Al mirar a mi madre, cuyo estatus de emperatriz le exigía lucir complejos moños de varias capas de cabello, comprendí que nunca entendería sus costumbres.
—Mi nombre es Chan Li, por si alguien lo había olvidado —recordó la líder de los Dragones, quizá insinuando nuestra ignorancia, la de Huayan y la mía.
—Soy Yue Han —intervine, alzando la mano y atrayendo hacia mí la atención de los tres.
El frío me recorrió el cuerpo cuando las miradas de los Dragones se centraron en mí. Un escalofrío me trepó por la espalda; me sentí diminuto, vulnerable. Ese era su verdadero poder: infundir temor solo con la mirada. ¿Los propios habitantes de Tai’shén no temían a sus soberanos?
—Yo soy Yue Huayan, y esta es Yue Min —dijo Huayan sin un ápice de temor, señalando con un gesto a la hermana menor, dormida en brazos de nuestra madre.
Con cierta superioridad, Chan Li asintió.
—La dinastía Yue continúa en el trono, ¿no es así? —observó la mujer con una sonrisa que sonó a burla.
—Así es —respondió mi padre—. ¿Nos presentaréis a vuestros acompañantes?

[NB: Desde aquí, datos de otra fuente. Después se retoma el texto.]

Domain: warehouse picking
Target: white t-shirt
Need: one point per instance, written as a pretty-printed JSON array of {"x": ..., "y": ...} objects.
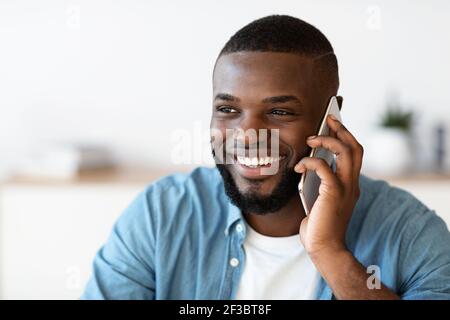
[{"x": 276, "y": 268}]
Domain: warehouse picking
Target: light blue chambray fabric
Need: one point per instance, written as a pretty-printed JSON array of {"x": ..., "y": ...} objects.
[{"x": 176, "y": 240}]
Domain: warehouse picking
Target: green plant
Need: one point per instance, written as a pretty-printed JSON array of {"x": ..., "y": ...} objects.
[{"x": 395, "y": 117}]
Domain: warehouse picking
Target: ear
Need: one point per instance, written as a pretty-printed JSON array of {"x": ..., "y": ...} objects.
[{"x": 340, "y": 101}]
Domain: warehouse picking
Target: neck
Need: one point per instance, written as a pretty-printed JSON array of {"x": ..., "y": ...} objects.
[{"x": 282, "y": 223}]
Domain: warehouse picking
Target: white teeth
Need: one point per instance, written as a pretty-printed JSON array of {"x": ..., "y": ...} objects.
[{"x": 255, "y": 162}]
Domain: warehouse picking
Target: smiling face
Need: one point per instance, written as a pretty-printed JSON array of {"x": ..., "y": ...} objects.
[{"x": 267, "y": 90}]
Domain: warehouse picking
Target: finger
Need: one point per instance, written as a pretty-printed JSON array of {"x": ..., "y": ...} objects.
[
  {"x": 344, "y": 157},
  {"x": 347, "y": 137},
  {"x": 327, "y": 178}
]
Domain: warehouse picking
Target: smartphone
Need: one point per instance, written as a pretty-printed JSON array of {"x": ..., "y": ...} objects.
[{"x": 309, "y": 183}]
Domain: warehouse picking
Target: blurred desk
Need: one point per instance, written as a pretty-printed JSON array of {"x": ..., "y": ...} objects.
[{"x": 50, "y": 230}]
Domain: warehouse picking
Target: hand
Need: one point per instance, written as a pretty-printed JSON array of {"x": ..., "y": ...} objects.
[{"x": 323, "y": 230}]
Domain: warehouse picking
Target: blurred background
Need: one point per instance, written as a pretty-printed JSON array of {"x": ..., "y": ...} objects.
[{"x": 99, "y": 98}]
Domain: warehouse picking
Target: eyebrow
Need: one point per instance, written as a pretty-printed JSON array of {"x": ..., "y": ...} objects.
[
  {"x": 226, "y": 97},
  {"x": 281, "y": 99},
  {"x": 275, "y": 99}
]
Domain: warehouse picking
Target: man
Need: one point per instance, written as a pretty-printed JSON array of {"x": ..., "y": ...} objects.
[{"x": 235, "y": 233}]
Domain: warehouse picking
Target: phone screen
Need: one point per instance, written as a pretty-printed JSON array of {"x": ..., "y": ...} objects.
[{"x": 310, "y": 181}]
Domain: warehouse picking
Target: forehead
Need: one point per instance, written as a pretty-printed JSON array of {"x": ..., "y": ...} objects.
[{"x": 247, "y": 73}]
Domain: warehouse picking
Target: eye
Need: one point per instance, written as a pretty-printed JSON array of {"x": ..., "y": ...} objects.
[
  {"x": 279, "y": 112},
  {"x": 226, "y": 109}
]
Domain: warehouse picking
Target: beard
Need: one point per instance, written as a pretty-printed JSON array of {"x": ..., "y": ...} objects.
[{"x": 251, "y": 201}]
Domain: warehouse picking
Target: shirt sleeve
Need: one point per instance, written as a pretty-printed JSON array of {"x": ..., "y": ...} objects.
[
  {"x": 124, "y": 267},
  {"x": 426, "y": 259}
]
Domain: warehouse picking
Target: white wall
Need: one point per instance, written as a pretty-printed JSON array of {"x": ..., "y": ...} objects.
[{"x": 128, "y": 73}]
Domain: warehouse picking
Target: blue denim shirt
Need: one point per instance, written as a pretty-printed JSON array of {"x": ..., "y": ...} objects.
[{"x": 177, "y": 238}]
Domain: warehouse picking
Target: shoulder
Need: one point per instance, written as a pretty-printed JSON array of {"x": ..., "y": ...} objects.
[
  {"x": 196, "y": 192},
  {"x": 381, "y": 203}
]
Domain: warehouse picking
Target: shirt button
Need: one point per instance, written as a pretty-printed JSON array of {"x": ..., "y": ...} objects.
[{"x": 234, "y": 262}]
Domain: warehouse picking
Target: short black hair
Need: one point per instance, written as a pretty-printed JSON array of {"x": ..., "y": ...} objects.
[{"x": 283, "y": 33}]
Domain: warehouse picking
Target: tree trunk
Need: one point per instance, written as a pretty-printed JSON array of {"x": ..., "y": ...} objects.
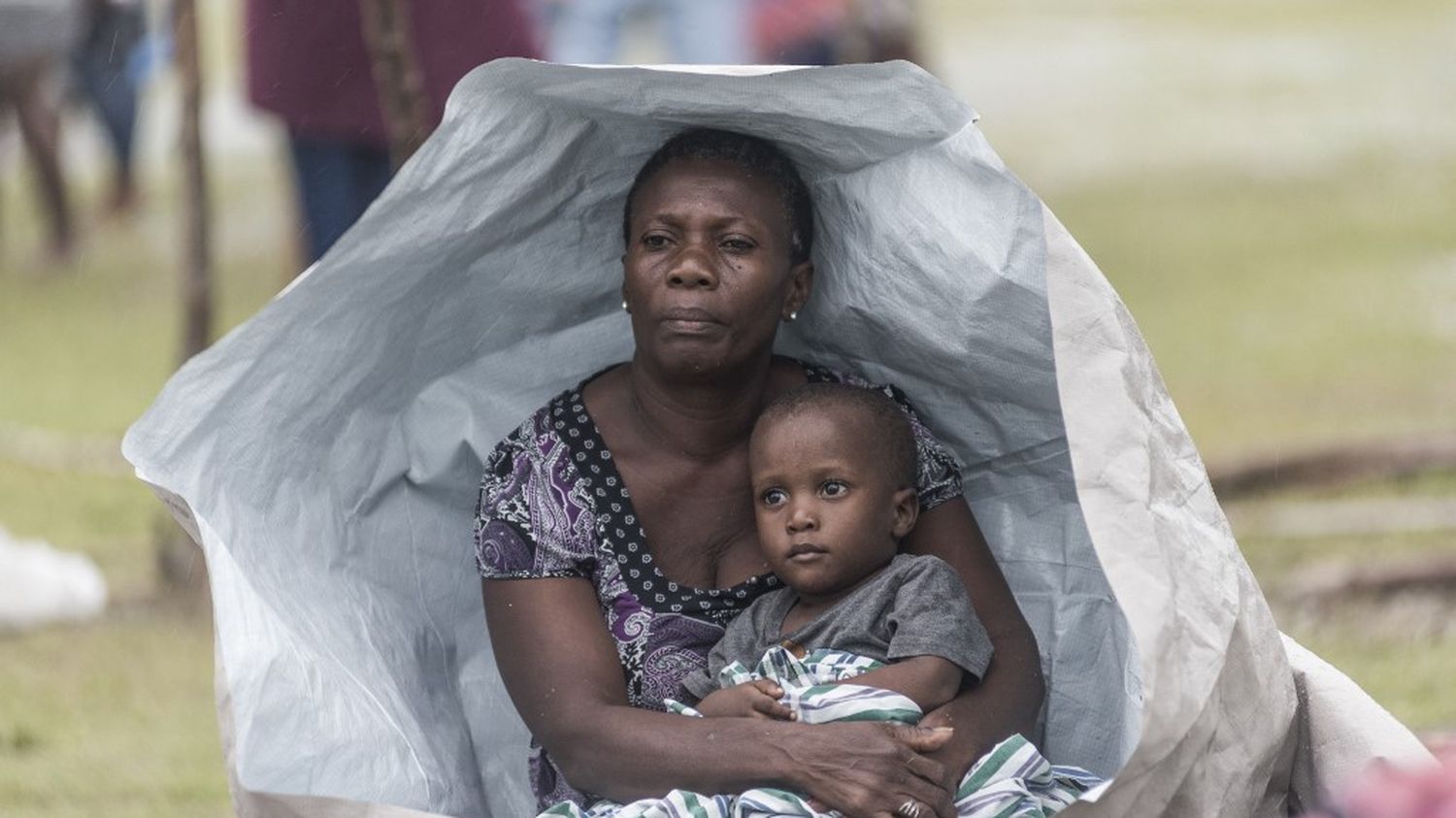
[
  {"x": 389, "y": 40},
  {"x": 197, "y": 274},
  {"x": 180, "y": 559}
]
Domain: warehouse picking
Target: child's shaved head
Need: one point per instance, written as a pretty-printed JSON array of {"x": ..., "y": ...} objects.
[{"x": 882, "y": 425}]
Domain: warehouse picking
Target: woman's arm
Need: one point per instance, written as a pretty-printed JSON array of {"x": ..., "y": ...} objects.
[
  {"x": 1008, "y": 699},
  {"x": 564, "y": 675}
]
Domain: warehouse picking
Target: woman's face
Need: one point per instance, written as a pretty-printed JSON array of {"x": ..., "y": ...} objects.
[{"x": 707, "y": 273}]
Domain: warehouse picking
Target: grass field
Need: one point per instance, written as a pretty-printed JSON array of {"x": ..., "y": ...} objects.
[{"x": 1269, "y": 188}]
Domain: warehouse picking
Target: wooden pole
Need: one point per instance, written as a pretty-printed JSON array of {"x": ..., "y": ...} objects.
[
  {"x": 197, "y": 255},
  {"x": 389, "y": 40},
  {"x": 180, "y": 561}
]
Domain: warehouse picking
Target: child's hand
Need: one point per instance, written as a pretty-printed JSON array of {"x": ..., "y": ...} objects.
[{"x": 756, "y": 699}]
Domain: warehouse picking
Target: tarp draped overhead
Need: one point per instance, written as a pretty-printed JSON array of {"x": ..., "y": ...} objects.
[{"x": 326, "y": 453}]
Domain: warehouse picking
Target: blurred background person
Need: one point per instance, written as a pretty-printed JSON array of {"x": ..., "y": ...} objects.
[
  {"x": 110, "y": 63},
  {"x": 35, "y": 37},
  {"x": 710, "y": 32},
  {"x": 311, "y": 66},
  {"x": 829, "y": 32}
]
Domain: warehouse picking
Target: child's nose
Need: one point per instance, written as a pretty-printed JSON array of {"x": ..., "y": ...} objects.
[{"x": 803, "y": 518}]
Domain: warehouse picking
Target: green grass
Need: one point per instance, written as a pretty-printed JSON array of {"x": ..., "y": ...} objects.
[
  {"x": 1286, "y": 308},
  {"x": 1284, "y": 313},
  {"x": 113, "y": 718}
]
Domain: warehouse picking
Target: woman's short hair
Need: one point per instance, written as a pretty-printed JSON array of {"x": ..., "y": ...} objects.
[{"x": 754, "y": 154}]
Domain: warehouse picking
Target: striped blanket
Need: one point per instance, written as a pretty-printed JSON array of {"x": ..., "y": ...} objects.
[{"x": 1012, "y": 780}]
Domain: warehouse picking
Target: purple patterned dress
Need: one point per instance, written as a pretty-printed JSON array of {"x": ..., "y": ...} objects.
[{"x": 552, "y": 504}]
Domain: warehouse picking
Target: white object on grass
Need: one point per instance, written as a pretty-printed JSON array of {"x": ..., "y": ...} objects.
[{"x": 41, "y": 584}]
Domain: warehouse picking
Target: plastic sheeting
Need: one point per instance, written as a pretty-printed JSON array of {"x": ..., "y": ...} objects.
[{"x": 326, "y": 453}]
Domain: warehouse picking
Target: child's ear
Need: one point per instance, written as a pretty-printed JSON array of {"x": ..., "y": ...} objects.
[{"x": 908, "y": 507}]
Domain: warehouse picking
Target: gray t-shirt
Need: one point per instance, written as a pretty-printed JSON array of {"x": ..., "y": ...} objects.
[{"x": 916, "y": 605}]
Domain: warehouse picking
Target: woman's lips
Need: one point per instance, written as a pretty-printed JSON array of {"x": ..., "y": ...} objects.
[
  {"x": 689, "y": 320},
  {"x": 806, "y": 552}
]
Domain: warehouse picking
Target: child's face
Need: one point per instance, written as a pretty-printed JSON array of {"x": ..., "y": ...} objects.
[{"x": 829, "y": 514}]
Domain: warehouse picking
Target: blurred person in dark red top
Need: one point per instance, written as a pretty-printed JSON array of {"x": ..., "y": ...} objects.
[{"x": 308, "y": 63}]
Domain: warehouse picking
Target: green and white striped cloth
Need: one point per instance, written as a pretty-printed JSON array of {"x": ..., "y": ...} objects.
[{"x": 1012, "y": 780}]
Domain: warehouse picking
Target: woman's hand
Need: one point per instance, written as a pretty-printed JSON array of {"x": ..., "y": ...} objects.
[
  {"x": 873, "y": 770},
  {"x": 757, "y": 699}
]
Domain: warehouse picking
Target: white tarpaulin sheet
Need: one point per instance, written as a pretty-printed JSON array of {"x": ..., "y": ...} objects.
[{"x": 326, "y": 453}]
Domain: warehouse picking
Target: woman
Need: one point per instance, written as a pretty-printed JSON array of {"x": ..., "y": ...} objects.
[{"x": 616, "y": 532}]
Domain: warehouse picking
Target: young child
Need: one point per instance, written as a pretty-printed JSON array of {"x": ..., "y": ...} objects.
[{"x": 833, "y": 471}]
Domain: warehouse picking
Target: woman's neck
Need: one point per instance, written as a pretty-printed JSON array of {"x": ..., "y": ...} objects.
[{"x": 699, "y": 418}]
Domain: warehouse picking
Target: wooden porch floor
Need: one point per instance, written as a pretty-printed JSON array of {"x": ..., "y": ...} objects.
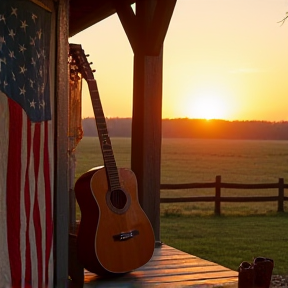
[{"x": 170, "y": 267}]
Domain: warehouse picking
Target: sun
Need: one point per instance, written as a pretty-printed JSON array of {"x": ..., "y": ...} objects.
[{"x": 207, "y": 104}]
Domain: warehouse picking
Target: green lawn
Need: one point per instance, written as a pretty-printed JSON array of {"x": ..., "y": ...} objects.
[
  {"x": 245, "y": 230},
  {"x": 229, "y": 240}
]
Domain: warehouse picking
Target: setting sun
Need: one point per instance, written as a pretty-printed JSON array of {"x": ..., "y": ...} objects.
[{"x": 207, "y": 104}]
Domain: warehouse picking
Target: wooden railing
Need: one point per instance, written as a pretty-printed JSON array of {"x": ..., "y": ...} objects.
[{"x": 218, "y": 198}]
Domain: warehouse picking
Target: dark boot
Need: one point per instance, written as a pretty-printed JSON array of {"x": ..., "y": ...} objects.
[
  {"x": 246, "y": 275},
  {"x": 263, "y": 268}
]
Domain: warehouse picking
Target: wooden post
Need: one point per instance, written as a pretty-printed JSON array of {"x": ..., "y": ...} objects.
[
  {"x": 217, "y": 210},
  {"x": 281, "y": 195},
  {"x": 146, "y": 30}
]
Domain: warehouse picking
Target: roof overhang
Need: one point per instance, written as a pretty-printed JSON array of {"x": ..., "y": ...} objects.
[{"x": 86, "y": 13}]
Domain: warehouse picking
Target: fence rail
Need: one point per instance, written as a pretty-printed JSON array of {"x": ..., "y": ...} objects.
[{"x": 218, "y": 185}]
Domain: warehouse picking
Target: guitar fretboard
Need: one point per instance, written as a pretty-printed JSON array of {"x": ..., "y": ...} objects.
[{"x": 105, "y": 142}]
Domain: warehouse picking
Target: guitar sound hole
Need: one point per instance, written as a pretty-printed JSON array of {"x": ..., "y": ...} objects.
[{"x": 118, "y": 199}]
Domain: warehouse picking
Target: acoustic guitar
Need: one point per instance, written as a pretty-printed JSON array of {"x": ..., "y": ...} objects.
[{"x": 115, "y": 235}]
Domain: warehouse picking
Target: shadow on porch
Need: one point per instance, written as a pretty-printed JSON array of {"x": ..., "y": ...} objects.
[{"x": 168, "y": 267}]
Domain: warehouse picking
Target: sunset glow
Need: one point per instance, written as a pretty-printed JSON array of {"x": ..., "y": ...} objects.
[
  {"x": 215, "y": 65},
  {"x": 206, "y": 104}
]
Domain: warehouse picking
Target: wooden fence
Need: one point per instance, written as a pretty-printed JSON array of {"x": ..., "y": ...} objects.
[{"x": 218, "y": 198}]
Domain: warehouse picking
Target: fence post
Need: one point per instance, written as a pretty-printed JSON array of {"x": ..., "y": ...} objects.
[
  {"x": 218, "y": 195},
  {"x": 281, "y": 195}
]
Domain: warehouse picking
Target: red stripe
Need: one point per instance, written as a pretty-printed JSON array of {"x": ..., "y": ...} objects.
[
  {"x": 36, "y": 212},
  {"x": 48, "y": 200},
  {"x": 28, "y": 272},
  {"x": 13, "y": 191}
]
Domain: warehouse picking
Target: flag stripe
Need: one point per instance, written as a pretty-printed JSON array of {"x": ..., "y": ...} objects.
[
  {"x": 5, "y": 273},
  {"x": 27, "y": 132},
  {"x": 36, "y": 212},
  {"x": 23, "y": 217},
  {"x": 13, "y": 189},
  {"x": 28, "y": 212}
]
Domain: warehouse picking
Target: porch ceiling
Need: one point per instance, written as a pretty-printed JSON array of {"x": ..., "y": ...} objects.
[{"x": 86, "y": 13}]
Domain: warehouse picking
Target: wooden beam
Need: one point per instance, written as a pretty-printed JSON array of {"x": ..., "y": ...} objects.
[
  {"x": 128, "y": 21},
  {"x": 147, "y": 118},
  {"x": 159, "y": 26},
  {"x": 61, "y": 205}
]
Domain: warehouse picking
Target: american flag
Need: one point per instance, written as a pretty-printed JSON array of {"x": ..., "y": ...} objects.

El contraste era evidente: nuestra calidez frente a su gélida arrogancia. Resultaba extraño, considerando que hacía un siglo habíamos sido un mismo imperio. Los ancianos contaban que los habitantes de Yun’jing poseían el mismo carácter que hoy mostraban los de Tai’shén. Nuestro cambio, decían, fue fruto de la mezcla entre dos pueblos, una unión que trajo buenos frutos para todos.
—Mi general y consejero, Xuan Shinyu —dijo Chan Li, indicando con la mano izquierda al alto hombre junto a ella.
Era incluso más alto que mi padre, considerado un gigante en nuestra familia. Santo Tigre… ¿qué clase de seres eran ellos?
—Mi consejera, Yao Zhang’e —añadió, señalando con elegancia a la joven frente a mí.
—Un placer conoceros —dije con cautela, intentando parecer sereno, aunque dentro de mí hervía un torbellino de emociones.
Esperé una respuesta, pero no llegó. Suspiré y volví la vista hacia mi madre.
—Os acompañaremos a vuestros aposentos —anunció la emperatriz, echando a andar hacia los corredores.
La seguimos.
***
Ya había lamentado varias veces haber caminado delante de los Dragones. Sentía sus miradas taladrándome la espalda, como si quisieran descubrirme los pensamientos… o arrancarme las entrañas. Estuve a punto de girarme y decirles todo lo que pensaba, pero las normas de cortesía me lo impidieron.
Respiré hondo. El aire primaveral que envolvía el palacio calmó mis nervios.
Las escaleras nos llevaron al segundo piso, donde se extendían decenas de enormes puertas talladas con intrincados relieves. Aquel ala solía usarse para las doncellas y otras dependencias, así como para los invitados, de modo que era allí donde nos alojarían.
Una sirvienta se acercó a una puerta de roble oscuro, sacó una llave y estaba por introducirla en la cerradura cuando el chirrido de otra puerta la interrumpió. Nos volvimos: Vasu Ashwani se encontraba allí, vestida con ropas más sencillas.